Inspiration:  In the 1979-1980 school year I entered high school, and my science instructor for general science, Mr. Carlton Meyers, took an interest in me.  Perhaps it was my curiosity and passion for all things scientific.  Perhaps it was the launch of Carl Sagan’s “Cosmos” on PBS.  Whatever the reason, Mr. Meyers “checked out” a 4.25″ Criterion on a non-driven German Equatorial Mount from Mr. O’Reilly, the Planetarium Director at Williamsville North High School, and loaned the telescope to me for three months during the summer of 1980.  That year was “The Great Conjunction” for about 6 months we could see Mercury, Venus, Mars, Jupiter and Saturn all in about a 120 degree area of the sky.  I struggled with that “GEM” and was hooked on Astronomy, and had a love-hate relationship with the Newtonian Reflector.  I loved the mirror/eyepiece system of the Newtonian, and I hated the constant meridian flipping of the flipping GEM mount.  Not a fan… 

That Christmas, my parents, wanting to fuel my astronomical interests (before STEM was a thing), purchased for me a 6″ telescope mirror grinding kit.  I had a 6″ diameter 1″ thick Pyrex mirror blank, a 5.75″ plate glass “tool”,  a bundle of abrasives for grinding, rouge for polishing, and even a pack of pine pitch for melting to pour a “pitch lap.”   Today you can get a similar kit from Willman-Bell, mine was from Edmund Scientific, and I ground my mirror following instructions in Edmund’s book by Sam Brown–“All About Telescopes.”  I spent all of that Christmas break “pushing glass” in my parent’s basement, and I learned a lot about optics and how precise a curve one can develop just by following the expertise in a book.  It didn’t take long to get an f/10 curve in rough grinding, and then shape it down to an f/9 in fine grinding.  I got the mirror polished and figured and it, but then came the issue of aluminizing. 
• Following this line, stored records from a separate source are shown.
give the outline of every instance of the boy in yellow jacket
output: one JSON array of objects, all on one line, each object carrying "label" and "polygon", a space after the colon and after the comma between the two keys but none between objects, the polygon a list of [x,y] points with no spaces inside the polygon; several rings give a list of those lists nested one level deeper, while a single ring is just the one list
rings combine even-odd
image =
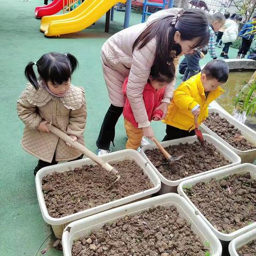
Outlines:
[{"label": "boy in yellow jacket", "polygon": [[201,124],[208,116],[209,105],[224,92],[220,87],[228,78],[228,66],[222,60],[207,63],[202,72],[174,91],[165,119],[163,141],[195,135],[195,117]]}]

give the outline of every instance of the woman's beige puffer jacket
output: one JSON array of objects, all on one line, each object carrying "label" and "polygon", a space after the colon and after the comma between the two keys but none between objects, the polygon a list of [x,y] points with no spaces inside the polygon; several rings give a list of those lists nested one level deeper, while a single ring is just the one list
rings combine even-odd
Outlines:
[{"label": "woman's beige puffer jacket", "polygon": [[54,153],[57,162],[73,160],[82,155],[55,135],[37,128],[46,120],[68,135],[76,136],[77,141],[84,144],[87,114],[84,89],[71,85],[65,95],[59,98],[42,86],[36,90],[28,83],[18,101],[17,111],[25,124],[21,145],[29,154],[49,163]]},{"label": "woman's beige puffer jacket", "polygon": [[[177,13],[177,10],[173,10],[173,14]],[[170,11],[169,15],[172,14]],[[105,42],[101,50],[103,75],[111,103],[117,107],[124,106],[122,87],[125,77],[128,76],[127,96],[139,127],[150,124],[142,92],[155,59],[156,39],[152,39],[140,50],[135,48],[133,52],[132,46],[147,24],[138,24],[115,34]],[[174,62],[177,69],[179,58]],[[163,101],[170,102],[175,83],[174,79],[166,87]]]}]

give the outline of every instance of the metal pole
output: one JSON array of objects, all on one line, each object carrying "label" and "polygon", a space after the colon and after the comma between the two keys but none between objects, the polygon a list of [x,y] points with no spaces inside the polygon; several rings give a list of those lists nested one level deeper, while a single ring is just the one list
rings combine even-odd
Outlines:
[{"label": "metal pole", "polygon": [[114,20],[114,12],[115,12],[115,7],[113,6],[111,9],[111,13],[110,13],[110,20],[113,21]]},{"label": "metal pole", "polygon": [[131,9],[132,9],[132,0],[127,0],[125,7],[125,14],[124,14],[124,28],[129,26],[130,17],[131,16]]}]

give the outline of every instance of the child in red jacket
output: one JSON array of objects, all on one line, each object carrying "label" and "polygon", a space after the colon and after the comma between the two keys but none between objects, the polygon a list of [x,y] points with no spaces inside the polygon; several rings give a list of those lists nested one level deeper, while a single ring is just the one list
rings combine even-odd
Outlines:
[{"label": "child in red jacket", "polygon": [[[172,62],[168,62],[166,66],[158,68],[152,67],[147,84],[143,91],[143,99],[149,120],[155,121],[162,120],[164,113],[158,109],[162,103],[165,86],[175,77],[175,67]],[[124,126],[128,137],[126,148],[137,150],[140,146],[143,137],[142,128],[138,128],[132,113],[131,105],[126,97],[128,77],[125,79],[123,90],[125,95],[125,103],[123,115],[124,117]]]}]

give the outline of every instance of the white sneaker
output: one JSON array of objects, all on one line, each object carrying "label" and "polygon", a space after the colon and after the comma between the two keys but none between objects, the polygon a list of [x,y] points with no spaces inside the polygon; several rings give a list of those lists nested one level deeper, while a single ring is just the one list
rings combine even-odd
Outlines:
[{"label": "white sneaker", "polygon": [[150,144],[150,143],[148,141],[145,137],[142,137],[142,139],[141,139],[141,142],[140,143],[141,147],[143,147],[143,146],[149,145]]},{"label": "white sneaker", "polygon": [[102,155],[106,155],[106,154],[111,153],[112,150],[109,149],[108,150],[106,149],[101,149],[100,148],[98,149],[98,155],[99,156],[101,156]]}]

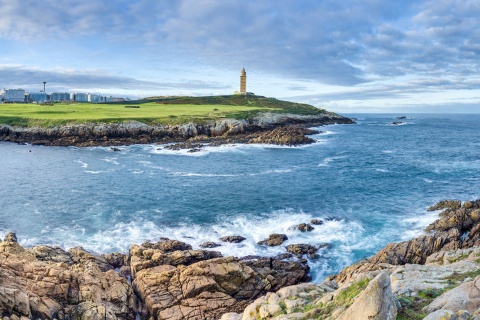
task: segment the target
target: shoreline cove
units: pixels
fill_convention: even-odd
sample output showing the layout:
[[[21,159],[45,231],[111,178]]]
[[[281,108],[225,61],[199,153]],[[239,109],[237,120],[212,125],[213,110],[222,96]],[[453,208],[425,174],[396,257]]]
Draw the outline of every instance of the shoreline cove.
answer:
[[[320,284],[308,282],[304,256],[321,248],[307,244],[287,246],[288,252],[275,257],[236,258],[215,248],[241,243],[241,236],[205,243],[211,250],[160,238],[133,244],[128,254],[98,255],[82,247],[25,248],[9,232],[0,242],[0,308],[4,316],[42,319],[255,320],[295,314],[295,319],[393,320],[412,312],[471,317],[480,302],[462,290],[473,286],[480,294],[474,286],[480,281],[480,200],[444,200],[428,211],[439,219],[426,226],[427,233],[390,243]],[[312,225],[297,228],[308,232]],[[259,245],[282,245],[286,239],[274,234]],[[428,272],[419,276],[422,270]],[[425,296],[429,290],[435,294]]]

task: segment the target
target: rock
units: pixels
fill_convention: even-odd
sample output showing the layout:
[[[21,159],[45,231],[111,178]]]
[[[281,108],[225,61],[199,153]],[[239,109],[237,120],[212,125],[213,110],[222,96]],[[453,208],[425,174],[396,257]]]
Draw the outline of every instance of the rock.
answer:
[[[320,220],[320,219],[312,219],[312,220],[310,221],[310,223],[313,224],[313,225],[320,226],[320,225],[323,224],[323,220]]]
[[[305,232],[305,231],[312,231],[314,228],[309,225],[308,223],[300,223],[298,225],[298,230],[302,231],[302,232]]]
[[[160,239],[156,243],[145,242],[142,244],[142,247],[149,249],[158,249],[163,252],[173,252],[177,250],[192,250],[192,246],[177,240],[169,240],[167,238]]]
[[[371,280],[355,302],[338,318],[339,320],[395,320],[397,307],[387,273],[382,272]]]
[[[272,288],[266,277],[233,257],[201,261],[186,267],[157,266],[141,270],[133,282],[150,314],[159,319],[219,319],[243,310]]]
[[[440,309],[453,312],[467,310],[474,313],[478,308],[480,308],[480,276],[445,292],[426,306],[425,310],[429,313]]]
[[[460,209],[462,201],[460,200],[442,200],[437,204],[428,207],[427,211],[443,210],[443,209]]]
[[[268,236],[267,239],[259,241],[259,245],[267,245],[269,247],[274,247],[274,246],[279,246],[282,243],[284,243],[286,240],[288,240],[288,237],[286,234],[279,234],[279,233],[273,233]]]
[[[41,261],[62,262],[69,266],[74,264],[70,254],[59,247],[36,246],[27,251],[31,252],[35,258]]]
[[[221,247],[222,245],[219,244],[219,243],[215,243],[215,242],[211,242],[211,241],[208,241],[208,242],[204,242],[202,244],[199,245],[200,248],[216,248],[216,247]]]
[[[128,255],[120,252],[113,252],[109,254],[104,254],[102,256],[114,268],[121,268],[123,266],[130,265],[130,259]]]
[[[457,320],[457,316],[450,310],[438,310],[430,313],[423,320]]]
[[[17,235],[14,232],[10,231],[9,233],[7,233],[7,235],[5,236],[3,241],[5,241],[5,242],[17,242]]]
[[[314,254],[317,252],[317,248],[309,244],[291,244],[287,246],[287,251],[293,254]]]
[[[240,243],[246,239],[247,238],[244,238],[242,236],[226,236],[226,237],[220,238],[220,240],[222,240],[223,242],[230,242],[230,243]]]

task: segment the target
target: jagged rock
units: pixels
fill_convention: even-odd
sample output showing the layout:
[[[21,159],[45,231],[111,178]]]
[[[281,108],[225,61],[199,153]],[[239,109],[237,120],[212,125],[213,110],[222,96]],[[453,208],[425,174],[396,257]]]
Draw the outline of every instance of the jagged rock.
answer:
[[[173,252],[178,250],[192,250],[192,246],[178,240],[169,240],[167,238],[160,239],[156,243],[145,242],[142,244],[142,247],[148,249],[158,249],[163,252]]]
[[[290,253],[293,253],[293,254],[298,254],[298,255],[302,255],[302,254],[314,254],[317,252],[317,248],[315,248],[314,246],[312,245],[309,245],[309,244],[304,244],[304,243],[300,243],[300,244],[291,244],[289,246],[287,246],[287,251],[290,252]]]
[[[141,270],[133,285],[158,319],[219,319],[271,289],[272,280],[228,257]]]
[[[457,316],[450,310],[438,310],[430,313],[423,320],[457,320]]]
[[[302,231],[302,232],[305,232],[305,231],[312,231],[314,228],[309,225],[308,223],[300,223],[298,225],[298,230]]]
[[[209,249],[217,248],[217,247],[221,247],[221,246],[222,246],[221,244],[216,243],[216,242],[211,242],[211,241],[204,242],[204,243],[199,245],[200,248],[209,248]]]
[[[5,236],[3,241],[5,241],[5,242],[17,242],[17,235],[14,232],[10,231],[9,233],[7,233],[7,235]]]
[[[288,240],[288,237],[286,234],[273,233],[269,235],[267,239],[259,241],[258,244],[274,247],[274,246],[281,245],[286,240]]]
[[[313,224],[313,225],[320,226],[320,225],[323,224],[323,220],[321,220],[321,219],[312,219],[312,220],[310,221],[310,223]]]
[[[120,252],[113,252],[109,254],[104,254],[102,256],[114,268],[121,268],[123,266],[130,265],[130,259],[128,255]]]
[[[127,280],[77,248],[70,255],[47,246],[20,250],[1,242],[0,314],[15,318],[134,319],[136,297]],[[38,257],[38,258],[37,258]],[[60,260],[60,262],[55,262]],[[74,264],[69,265],[61,260]],[[95,314],[93,310],[100,313]]]
[[[59,247],[36,246],[28,249],[28,251],[41,261],[63,262],[69,266],[74,263],[70,254]]]
[[[244,238],[242,236],[226,236],[220,238],[223,242],[230,242],[230,243],[240,243],[244,240],[247,240],[247,238]]]
[[[442,200],[437,204],[429,207],[427,211],[443,210],[443,209],[460,209],[462,201],[460,200]]]
[[[397,306],[394,299],[389,276],[382,272],[368,283],[338,320],[395,320]]]

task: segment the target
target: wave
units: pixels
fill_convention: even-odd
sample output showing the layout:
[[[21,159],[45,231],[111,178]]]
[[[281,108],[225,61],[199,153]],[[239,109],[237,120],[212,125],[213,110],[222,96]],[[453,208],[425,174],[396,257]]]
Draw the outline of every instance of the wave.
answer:
[[[334,162],[335,160],[340,160],[340,159],[345,159],[347,158],[347,156],[338,156],[338,157],[329,157],[329,158],[325,158],[323,159],[322,162],[320,162],[318,164],[319,167],[328,167],[330,166],[330,163],[331,162]]]
[[[81,160],[75,160],[75,162],[79,163],[81,168],[88,168],[88,163],[85,163]]]

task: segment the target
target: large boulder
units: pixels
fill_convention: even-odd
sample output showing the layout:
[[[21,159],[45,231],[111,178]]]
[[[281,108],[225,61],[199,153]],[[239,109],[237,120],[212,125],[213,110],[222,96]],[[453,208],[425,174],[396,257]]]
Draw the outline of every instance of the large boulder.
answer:
[[[372,279],[367,288],[355,298],[338,320],[395,320],[397,306],[392,294],[388,273],[382,272]]]
[[[279,234],[279,233],[274,233],[268,236],[267,239],[259,241],[259,245],[267,245],[269,247],[274,247],[274,246],[279,246],[285,241],[288,240],[288,237],[286,234]]]

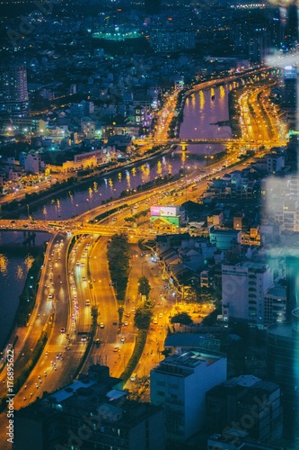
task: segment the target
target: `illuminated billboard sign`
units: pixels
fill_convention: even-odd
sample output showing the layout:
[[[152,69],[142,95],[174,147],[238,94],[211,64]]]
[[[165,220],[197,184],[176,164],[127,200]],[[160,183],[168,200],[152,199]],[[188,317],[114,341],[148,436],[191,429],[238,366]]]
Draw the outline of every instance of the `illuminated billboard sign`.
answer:
[[[151,216],[175,217],[179,214],[175,206],[151,206]]]

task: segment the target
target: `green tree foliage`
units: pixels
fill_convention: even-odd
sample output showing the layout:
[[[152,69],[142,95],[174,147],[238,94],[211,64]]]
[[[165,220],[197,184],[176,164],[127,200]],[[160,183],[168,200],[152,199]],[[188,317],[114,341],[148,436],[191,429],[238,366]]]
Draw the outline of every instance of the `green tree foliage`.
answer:
[[[119,301],[125,299],[128,278],[130,269],[130,249],[125,233],[115,234],[108,246],[107,258],[112,283],[115,284]]]
[[[181,323],[182,325],[190,325],[193,323],[192,319],[188,312],[179,312],[171,319],[171,323]]]
[[[97,320],[98,320],[98,316],[99,316],[99,310],[96,306],[92,306],[91,315],[92,317],[92,323],[96,324]]]
[[[148,278],[146,278],[146,276],[141,276],[138,280],[138,293],[141,293],[141,295],[146,295],[146,298],[148,298],[150,291],[151,286]]]
[[[138,329],[148,329],[153,318],[154,303],[145,301],[143,306],[136,309],[134,323]]]

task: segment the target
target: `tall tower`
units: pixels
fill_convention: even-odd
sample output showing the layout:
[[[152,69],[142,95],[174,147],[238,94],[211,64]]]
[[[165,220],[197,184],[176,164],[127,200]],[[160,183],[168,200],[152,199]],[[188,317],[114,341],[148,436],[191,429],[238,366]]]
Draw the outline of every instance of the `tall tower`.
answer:
[[[0,66],[0,113],[23,117],[29,108],[24,66]]]
[[[298,9],[295,3],[287,9],[285,42],[286,47],[294,47],[298,43]]]
[[[145,0],[146,14],[158,14],[161,11],[161,0]]]

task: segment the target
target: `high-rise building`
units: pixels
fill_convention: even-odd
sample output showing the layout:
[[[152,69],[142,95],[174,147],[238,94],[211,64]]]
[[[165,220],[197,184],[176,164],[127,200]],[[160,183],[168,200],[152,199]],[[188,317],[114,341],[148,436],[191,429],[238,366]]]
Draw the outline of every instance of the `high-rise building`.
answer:
[[[273,284],[270,268],[262,263],[244,262],[222,266],[223,315],[264,328],[264,293]]]
[[[282,436],[280,388],[277,383],[241,375],[214,387],[206,399],[210,433],[222,433],[238,423],[241,434],[243,429],[259,442],[274,443]]]
[[[286,66],[284,71],[284,108],[295,112],[297,104],[297,69],[293,66]]]
[[[161,11],[161,0],[145,0],[146,14],[158,14]]]
[[[283,394],[284,431],[299,445],[299,257],[296,250],[286,249],[286,320],[267,329],[267,370]],[[294,255],[293,255],[294,254]],[[297,448],[296,446],[296,448]]]
[[[165,410],[166,438],[185,441],[199,431],[206,392],[226,380],[226,357],[189,351],[164,359],[151,371],[151,402]]]
[[[265,61],[270,51],[270,32],[267,28],[256,28],[249,41],[249,57],[252,62]]]
[[[23,117],[29,108],[24,66],[0,66],[0,113]]]
[[[286,47],[294,47],[298,43],[298,9],[295,3],[290,4],[287,9],[285,43]]]
[[[121,384],[109,367],[91,366],[88,377],[18,411],[13,447],[164,450],[163,409],[128,400]]]
[[[150,32],[150,46],[154,51],[179,51],[194,49],[196,30],[194,27],[167,25],[153,28]]]

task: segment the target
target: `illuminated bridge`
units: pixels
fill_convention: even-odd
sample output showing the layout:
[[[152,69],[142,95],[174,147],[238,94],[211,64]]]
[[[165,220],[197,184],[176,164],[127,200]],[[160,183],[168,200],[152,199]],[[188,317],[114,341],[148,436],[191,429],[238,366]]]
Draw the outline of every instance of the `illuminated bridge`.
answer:
[[[154,138],[145,138],[134,140],[133,144],[136,146],[143,145],[180,145],[186,149],[188,145],[192,144],[223,144],[223,145],[236,145],[236,146],[284,146],[285,140],[245,140],[233,138],[196,138],[196,139],[180,139],[173,138],[169,140],[157,140]]]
I sent out letters for quotes on the aluminizing process, and found out it would have cost twice as much to have my mirror aluminized as it would have to just purchase one from Coulter Optical in California.  So in June of 1981 I ordered a mirror set from Coulter and received the pair in November of that year. 

Optical Tube Assembly:

My telescope’s first tube was a 6″ schedule 40 PVC sewer pipe–I designed a primary mirror cell that fit into the flare at the bottom end of the tube, and planned on 100% of the light coming down the tube to strike the mirror, not realizing that I was unnecessarily vignetting the mirror, and that the scope would have benefited from being another inch in diameter wider than the mirror itself.  [This was in the days before the Internet, and I didn’t have “Newt-Web” available during my telescope design.]  What I did have was paper grocery sacks, which I could cut along the corners, and tape two bags together to get a sheet of brown paper long enough to do a full-scale ray trace diagram, the diagram was important because that enabled me to measure where to drill the hole in the tube for the Edmund 1.25″ rack and pinion focuser.   The diagram worked like a champ and I was able to drill the tube the first time with success, and got the focuser installed, this first iteration had a single stalk secondary mirror holder. 

Another significant upgrade was using self-stick flocking paper from Scopestuff.com–this significantly increased the contrast in the eyepiece over using flat black spray paint, as I had in the original PVC pipe.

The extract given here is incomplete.